- Pitcher
- Born: May 20, 1989 (age 37) Los Jovillos, Dominican Republic
- Batted: RightThrew: Right

MLB debut
- September 5, 2015, for the Milwaukee Brewers

Last MLB appearance
- April 4, 2016, for the Milwaukee Brewers

MLB statistics
- Win–loss record: 2–1
- Earned run average: 4.28
- Strikeouts: 27
- Stats at Baseball Reference

Teams
- Milwaukee Brewers (2015–2016);

= Ariel Peña =

Dominican baseball player (born 1989)

Ariel Peña Mora (born May 20, 1989) is a Dominican former professional baseball pitcher. He played in Major League Baseball (MLB) from 2015 to 2016 for the Milwaukee Brewers. He throws a four-seam fastball, a two-seam fastball, a slider and a changeup.

==Career==
===Los Angeles Angels of Anaheim===
On March 24, 2007, Peña signed as an international free agent with the Los Angeles Angels of Anaheim.

===Milwaukee Brewers===
The Angels traded Peña, Johnny Hellweg, and Jean Segura to the Milwaukee Brewers for Zack Greinke on July 27, 2012.

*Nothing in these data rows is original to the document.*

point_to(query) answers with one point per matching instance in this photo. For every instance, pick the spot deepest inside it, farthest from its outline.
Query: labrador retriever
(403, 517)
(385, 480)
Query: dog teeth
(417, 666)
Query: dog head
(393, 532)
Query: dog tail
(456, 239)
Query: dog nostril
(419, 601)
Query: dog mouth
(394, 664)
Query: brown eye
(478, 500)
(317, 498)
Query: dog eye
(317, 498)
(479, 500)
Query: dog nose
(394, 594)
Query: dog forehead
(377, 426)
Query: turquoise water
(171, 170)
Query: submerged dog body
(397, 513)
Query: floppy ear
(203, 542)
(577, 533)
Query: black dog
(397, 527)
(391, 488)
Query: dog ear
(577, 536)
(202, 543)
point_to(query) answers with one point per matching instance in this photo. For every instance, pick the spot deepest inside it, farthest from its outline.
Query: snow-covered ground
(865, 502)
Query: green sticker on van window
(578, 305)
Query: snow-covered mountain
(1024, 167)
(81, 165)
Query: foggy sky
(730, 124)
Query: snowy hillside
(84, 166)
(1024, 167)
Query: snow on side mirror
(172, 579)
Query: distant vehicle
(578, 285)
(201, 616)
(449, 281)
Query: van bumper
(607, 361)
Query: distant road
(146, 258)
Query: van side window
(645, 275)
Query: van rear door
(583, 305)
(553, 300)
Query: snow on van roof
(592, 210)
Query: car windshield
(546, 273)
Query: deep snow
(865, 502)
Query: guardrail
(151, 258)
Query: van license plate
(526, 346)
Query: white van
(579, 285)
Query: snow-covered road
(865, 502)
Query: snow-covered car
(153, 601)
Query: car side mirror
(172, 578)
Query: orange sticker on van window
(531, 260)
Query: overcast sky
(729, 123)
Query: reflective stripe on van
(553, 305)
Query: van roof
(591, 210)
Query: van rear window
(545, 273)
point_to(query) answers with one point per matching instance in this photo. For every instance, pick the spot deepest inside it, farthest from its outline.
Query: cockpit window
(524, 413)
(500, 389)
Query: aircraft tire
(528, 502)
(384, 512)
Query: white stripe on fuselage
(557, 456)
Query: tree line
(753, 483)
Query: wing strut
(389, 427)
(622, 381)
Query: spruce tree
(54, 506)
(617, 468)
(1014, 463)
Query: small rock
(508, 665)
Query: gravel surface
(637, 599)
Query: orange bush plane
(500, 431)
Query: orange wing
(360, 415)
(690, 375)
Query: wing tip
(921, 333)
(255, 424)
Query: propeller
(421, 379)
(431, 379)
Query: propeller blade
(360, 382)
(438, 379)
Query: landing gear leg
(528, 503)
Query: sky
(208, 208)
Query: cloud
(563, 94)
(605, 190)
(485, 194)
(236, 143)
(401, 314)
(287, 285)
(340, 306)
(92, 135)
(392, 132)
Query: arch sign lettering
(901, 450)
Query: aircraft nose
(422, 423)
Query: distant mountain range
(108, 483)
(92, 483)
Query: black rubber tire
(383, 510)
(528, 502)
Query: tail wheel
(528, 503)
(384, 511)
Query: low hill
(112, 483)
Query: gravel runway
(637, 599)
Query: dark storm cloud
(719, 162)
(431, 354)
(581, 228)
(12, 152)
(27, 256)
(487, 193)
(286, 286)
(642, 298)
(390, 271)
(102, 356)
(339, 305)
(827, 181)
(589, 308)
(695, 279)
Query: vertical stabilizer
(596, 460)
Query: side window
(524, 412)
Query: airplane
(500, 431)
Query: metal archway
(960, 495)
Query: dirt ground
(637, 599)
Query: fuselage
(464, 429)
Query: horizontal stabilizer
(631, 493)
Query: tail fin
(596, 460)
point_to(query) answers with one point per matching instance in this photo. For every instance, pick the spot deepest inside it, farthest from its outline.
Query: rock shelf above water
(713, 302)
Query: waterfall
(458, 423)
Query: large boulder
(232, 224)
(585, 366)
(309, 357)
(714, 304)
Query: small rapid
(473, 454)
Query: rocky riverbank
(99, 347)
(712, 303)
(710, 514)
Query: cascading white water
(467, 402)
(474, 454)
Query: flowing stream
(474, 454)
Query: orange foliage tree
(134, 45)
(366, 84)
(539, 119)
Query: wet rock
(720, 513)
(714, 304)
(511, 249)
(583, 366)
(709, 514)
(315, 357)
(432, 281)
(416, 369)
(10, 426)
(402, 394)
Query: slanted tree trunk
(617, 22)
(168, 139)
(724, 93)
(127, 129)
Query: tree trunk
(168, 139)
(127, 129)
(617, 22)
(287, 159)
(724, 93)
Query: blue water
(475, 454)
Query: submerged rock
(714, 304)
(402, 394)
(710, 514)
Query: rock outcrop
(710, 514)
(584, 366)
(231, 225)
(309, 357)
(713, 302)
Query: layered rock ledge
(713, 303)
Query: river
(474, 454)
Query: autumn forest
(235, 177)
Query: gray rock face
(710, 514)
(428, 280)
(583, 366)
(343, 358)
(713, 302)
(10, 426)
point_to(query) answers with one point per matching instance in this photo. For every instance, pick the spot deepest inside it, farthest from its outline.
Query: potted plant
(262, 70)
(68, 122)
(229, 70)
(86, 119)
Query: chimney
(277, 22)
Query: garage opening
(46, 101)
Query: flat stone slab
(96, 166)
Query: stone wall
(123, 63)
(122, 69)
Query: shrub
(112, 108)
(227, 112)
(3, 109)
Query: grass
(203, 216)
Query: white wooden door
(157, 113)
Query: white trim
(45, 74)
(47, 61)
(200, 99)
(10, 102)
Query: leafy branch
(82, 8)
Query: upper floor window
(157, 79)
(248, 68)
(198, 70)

The Brewers promoted Peña to the major leagues from the Colorado Springs Sky Sox of the Triple–A Pacific Coast League on September 4, 2015. He became the first reliever in Major League history to give up three home runs on Opening Day when Denard Span, Joe Panik and Buster Posey of the San Francisco Giants hit consecutive homers off him in the eighth inning on April 4, 2016.

===Rieleros de Aguascalientes===
On June 3, 2017, Peña signed with the Rieleros de Aguascalientes of the Mexican League. In 11 games (10 starts) for Aguascalientes, he logged a 5–2 record and 3.83 ERA with 58 strikeouts across 54 innings of work. Peña was released by the Rieleros on April 11, 2018.

===Leones de Yucatán===
On August 12, 2018, Peña signed with the Leones de Yucatán of the Mexican League. He made one start for the team, allowing 2 earned runs on 4 hits with 3 strikeouts across 3 2/3 innings. Peña became a free agent following the season.

===Rieleros de Aguascalientes (second stint)===
On January 25, 2019, Peña signed with the Rieleros de Aguascalientes of the Mexican League. In 6 starts for Aguascalientes, he struggled to a 9.43 ERA with 29 walks and 29 strikeouts over 21 innings pitched. Peña was released by the Rieleros on May 7.